Current treatments allow thalassemia
patients to live relatively normal lives, however, a cure remains to be found. The
only cure for thalassemia is bone marrow transplantation. The highest success rate for bone marrow
transplantation is having a sibling bone marrow donor. However, gene therapy is currently in
clinical trials and appears to be a promising cure in the horizon using each
thalassemia patient’s own stem cells. The genetic cause of thalassemia was one
of the first genes discovered in the 1970′s, yet 40 years later, gene therapy
still eludes thalassemia patients.
What
is the life expectancy of a child with Thalassemia?
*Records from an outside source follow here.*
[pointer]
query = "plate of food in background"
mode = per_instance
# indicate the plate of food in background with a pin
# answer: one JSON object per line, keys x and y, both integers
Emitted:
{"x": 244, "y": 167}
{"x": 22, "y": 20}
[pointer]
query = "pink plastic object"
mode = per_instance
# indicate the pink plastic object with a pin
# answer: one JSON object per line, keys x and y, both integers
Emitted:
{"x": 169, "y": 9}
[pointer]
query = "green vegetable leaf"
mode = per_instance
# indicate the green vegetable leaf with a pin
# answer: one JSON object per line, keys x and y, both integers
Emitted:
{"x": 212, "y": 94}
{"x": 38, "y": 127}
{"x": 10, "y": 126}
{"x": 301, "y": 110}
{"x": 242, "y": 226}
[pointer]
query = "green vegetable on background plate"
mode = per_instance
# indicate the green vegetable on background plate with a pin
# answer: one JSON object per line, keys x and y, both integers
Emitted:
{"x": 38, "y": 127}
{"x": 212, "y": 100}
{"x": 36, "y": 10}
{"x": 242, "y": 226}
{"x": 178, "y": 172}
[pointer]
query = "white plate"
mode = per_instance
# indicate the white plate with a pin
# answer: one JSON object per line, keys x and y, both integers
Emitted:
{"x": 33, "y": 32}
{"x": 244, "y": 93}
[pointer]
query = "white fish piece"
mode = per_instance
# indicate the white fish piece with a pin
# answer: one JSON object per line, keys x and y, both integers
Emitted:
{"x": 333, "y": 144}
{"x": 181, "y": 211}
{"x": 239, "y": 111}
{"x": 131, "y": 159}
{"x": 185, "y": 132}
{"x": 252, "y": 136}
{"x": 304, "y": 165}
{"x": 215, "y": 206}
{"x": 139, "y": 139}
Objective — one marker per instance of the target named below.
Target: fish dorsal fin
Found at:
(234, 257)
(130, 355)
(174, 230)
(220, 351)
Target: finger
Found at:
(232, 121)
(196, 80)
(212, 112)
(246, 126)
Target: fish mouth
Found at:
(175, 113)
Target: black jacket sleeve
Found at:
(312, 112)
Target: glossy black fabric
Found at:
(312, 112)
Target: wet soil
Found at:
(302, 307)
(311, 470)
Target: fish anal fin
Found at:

The answers are unknown and largely depend
on the form of thalassemia and the medical care a patient is receiving. In past years and even presently in some
countries with inadequate medical treatment it can be childhood to early adult
years. However, in developed countries
with medical advancements, people are living in to their > 50’s. People with thalassemia minor have a normal
life expectancy and that is becoming the reality for intermedia and major
patients as well.
What
is the definitive treatment of a child with thalassemia?
Bone Marrow Transplantation (BMT) is the
only definitive cure for thalassemia, but it has its risks. These risks depend
mostly on availability of a compatible family donor, generally a sibling, and
the age and health of the child at the time of transplantation. It consists of
replacing the child’s faulty bone marrow stem cells, from which red cells
originate, with those obtained from a healthy compatible donor.
What
is the success rate for using Bone Marrow Transplantation (BMT) to cure
thalassemia?
Provided there is a compatible family donor
and that the patient is in the right conditions for the procedure, Bone Marrow
Transplantation (BMT) is generally before age five and without liver
enlargement might be recommended. However, in older children or in those with
very high ferritin levels (greater than 2.000 ng/ml), liver or spleen
enlargement, intensive treatment with chelation drugs and hydroxyurea can
improve transplant results.
BMT as a way of curing children with
thalassemia has been successfully performed for almost 30 years in a total of
more than 3,000 patients worldwide. BMT can provide a 80-90% cure probability,
with 5% mortality rate and a 10% chance of rejection (thus leaving the child
thalassemic). On average a BMT requires a hospital stay of 1.5 to 2 months. Most
children become transfusion-independent within a month of the transplant. The
early or late side effects of BMT (Rejection, GvHD, Veno-occlusive Disease
(VOD), infections, organ dysfunctions, sterility, etc.) might be seen during
the procedure. Late rejections and transplant-related complications may occur
and regular check up should be carried out at least for the first year
following the BMT, after which the child should resume life as normal without
thalassemia.
Other options like transplantation from
unrelated marrow donor registries, cord blood banks or from a partially matched
family member (generally the mother) have been performed successfully but are
currently quite expensive and risky. In the context of an effective supportive
care alternative, they should probably be considered if transfusions and/or
drugs cannot be tolerated or are not accessible.
Gene therapy, although significant progress
has been made, will not be routinely available for at least some years, maybe
another decade.
What
are the risks for donors & how bone marrow is collected from donor?
Generally there is no risk to donor even if
he/she is Thalassemia minor and bone marrow collected from him/her is replaced
by their body without any pain. Bone marrow from donor is collected under
general anesthesia from upper part of hip bone.